This repository contains the code and documentation for the ML4 Science project (project 2 option A) that our team worked on with the Medical Image Processing lab at EPFL, entitled "Predicting Biological Age for Brain Anatomical Volume Measurements".
The project was accomplished by:
- Antonin Faure: @antoninfaure
- Manon Dorster : @mdorster
- Alexandre Maillard : @AlexMlld
The aim of our project was to train and test various models combined with advanced feature engineering to predict the chronological age of patients based on brain anatomical volume measurements. We worked with the Medical Image Processing lab at EPFL, who provided us with datasets.
We were provided with two data sets:
- dataset 1 : a set of 335 features for 133 patients aged between 68 and 85 years
- dataset 2 : a set of 175 features for 231 patients aged between 49 and 73 years.

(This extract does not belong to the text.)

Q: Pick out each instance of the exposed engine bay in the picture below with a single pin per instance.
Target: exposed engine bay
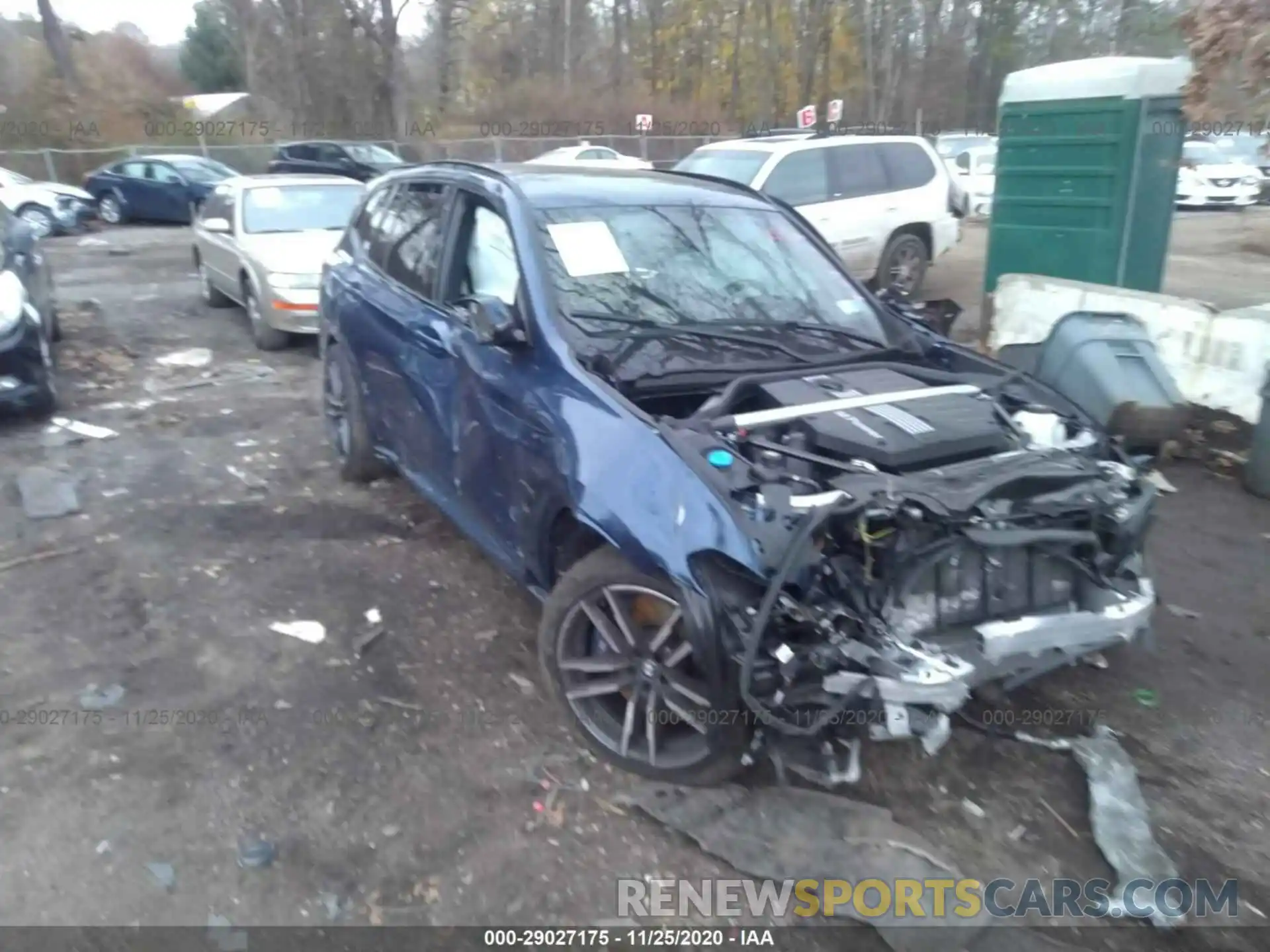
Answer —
(925, 532)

Note To run our code, please download these files and put them in the same folder as our code files.
The helpers.py contains all the useful functions used in our scripts Data Visualization.ipynb, Clustering.ipynb, Optimization.ipynb, and Models.ipynb.
We divided the patients in each dataset into subgroups upon the lab's request, to see if there exists different aging patterns among patients. We used the subgroups later for model training and compared to models trained on the entire datasets. The aim was to see if we would get more accurate age predictions by clustering the data points.
The script Clustering.ipynb outputs statistics on the cluster distributions using GMM and K-means clustering.
The script Data Visualization.ipynb outputs statistics on the datasets, with and without feature decomposition (raw, PCA, PLS).
All models (elastic net regression, KNN, random forest, Adaboost, SVR) were trained on both the global dataset (global model) and each cluster (local models), for each type of feature engineering method (original features or raw, lasso regularization, PLS regression, PCA decomposition) with or without correlation filtering (MI score filtering).
Please run the script Models.ipynb to train all model combinations.
We implemented an algorithm to compare the global and local models and determine which ones yield the most accurate results based on R2 score an mean average error (MAE). The script Optimization.ipynb produces the optimized results (see report for more details).
A 4 page scientific report describes the entirety of the project, the goals that we were aiming for, and the workflow we established to obtain our results. The optimal prediction results we obtained are all clearly displayed in the appendix of the report.